Одно за другим! Тут еще Людка – Людка!!! – надумала замуж идти. И пригласила ее в свидетельницы. В свидетельницы! Какое унижение! Ли во всем привыкла быть первой. Она была уверена, что и замуж выйдет первая. Но с другой стороны, чему тут завидовать?

«Господи, где она такого урода выкопала?» – думала Ли. Простой рабочий. Под ногтями, конечно же, грязь. На лице – дебиловато-радостная улыбка. Вечно голодный. А тощий! Сирота казанская. Детдомовский, кажется. А фамилия! Козловский!

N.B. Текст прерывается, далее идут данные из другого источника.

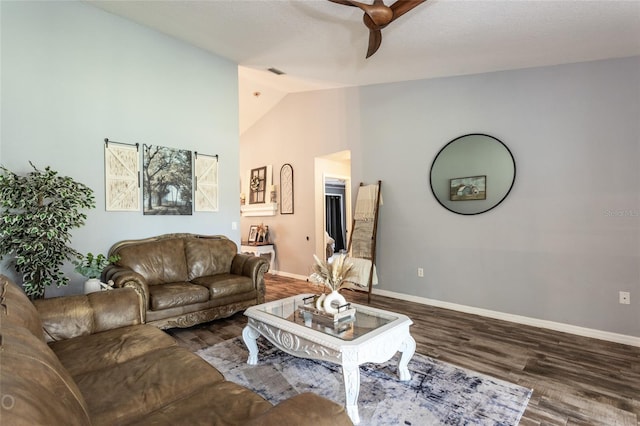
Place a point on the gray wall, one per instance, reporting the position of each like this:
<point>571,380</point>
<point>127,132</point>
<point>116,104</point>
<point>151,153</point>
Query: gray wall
<point>73,75</point>
<point>562,244</point>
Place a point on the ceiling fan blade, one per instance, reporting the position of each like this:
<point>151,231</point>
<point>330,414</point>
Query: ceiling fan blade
<point>401,7</point>
<point>378,12</point>
<point>345,2</point>
<point>375,39</point>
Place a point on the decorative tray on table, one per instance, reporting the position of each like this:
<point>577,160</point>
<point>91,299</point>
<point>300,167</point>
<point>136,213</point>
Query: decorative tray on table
<point>345,312</point>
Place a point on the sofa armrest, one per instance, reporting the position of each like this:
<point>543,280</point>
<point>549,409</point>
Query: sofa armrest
<point>72,316</point>
<point>124,277</point>
<point>305,409</point>
<point>253,267</point>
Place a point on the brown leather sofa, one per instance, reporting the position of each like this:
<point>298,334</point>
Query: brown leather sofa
<point>187,279</point>
<point>89,360</point>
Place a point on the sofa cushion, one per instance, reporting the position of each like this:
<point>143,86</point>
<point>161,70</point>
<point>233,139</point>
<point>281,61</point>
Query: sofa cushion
<point>36,389</point>
<point>124,392</point>
<point>158,262</point>
<point>206,406</point>
<point>102,350</point>
<point>223,285</point>
<point>176,294</point>
<point>209,256</point>
<point>73,316</point>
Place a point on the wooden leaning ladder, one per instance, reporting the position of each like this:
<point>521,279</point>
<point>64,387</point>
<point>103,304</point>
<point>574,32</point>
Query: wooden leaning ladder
<point>374,233</point>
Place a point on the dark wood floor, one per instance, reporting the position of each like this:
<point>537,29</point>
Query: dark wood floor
<point>576,380</point>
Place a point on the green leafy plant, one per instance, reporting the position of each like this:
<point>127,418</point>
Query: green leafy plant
<point>91,266</point>
<point>38,211</point>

Кто ему только такую в детдоме дал! Дура сестра. По нему же сразу видно – он никогда никем не станет. Так и останется бревном, дубиной, как есть сейчас. А Людка скоро будет нянчить своих пупсиков. Настоящих. Но самое смешное – Людка ушла из ресторана. К нему, на завод! Укладчица, или как ее там…

Свадьба была в родном ресторане. Все свои. От этого Ли было еще противнее. На всех фотографиях так и осталось ее кислое лицо. Когда она была недовольна, то смотрела чуть исподлобья, надувая губы, что придавало ей легкое сходство с овцой. Особенно в профиль, потому что подбородок у нее был невыразительный, скошенный.

Ох, и напилась же Ли на свадьбе сестры! Она помнила все только до определенного момента. Помнила, как поднимали тост за будущее детей молодоженов, орали «горько», потом кто-то стал пить за день работников общепита, помнила, как инженеришка маячил за окном на своем обычном посту, помнила, как упала, закружившись в танце… Проснулась в незнакомой квартире.

Коммуналка. Кто-то хлопал дверями, ругался на кухне… Во рту было нестерпимо тухло. Голова еще кружилась. Бедняцкая, почти казарменная обстановка холостяцкого жилья. На крашенной стене висел… ее портрет. Незнакомый мужик сидел за столом спиной к ней. Из одежды на нем были только трусы в социалистический цветочек. Вдруг он обернулся. Благородные тонкие черты озарила виноватая улыбка.

– Доброе утро, – вежливо сказал он.

«Инженеришка!» – мелькнуло у Ли.

– Меня зовут Андрей.

Она вскочила, закрываясь простыней. Он расхохотался.

– Да ты не смущайся!

Теперь она увидела, что он ел из железной банки зеленый горошек. От вида еды ей чуть не стало дурно. Он усадил ее.

– Ты сиди. Я за водой сбегаю.

И исчез за дверью. Когда он пришел, Ли уже была полностью одета. Она хотела бежать. Он загородил собой дверь. Вода из стакана расплескалась. Он брякнул его на первую попавшуюся поверхность. Задвинул щеколду и быстро, умело начал раздевать ее. Сама не зная почему, Ли не стала сопротивляться. И дело было не в том, что сил не было. Навалилось какое-то странное оцепенение, когда он гладил ее затылок, одновременно расстегивая кофту. Голубые его глаза стали совсем черными…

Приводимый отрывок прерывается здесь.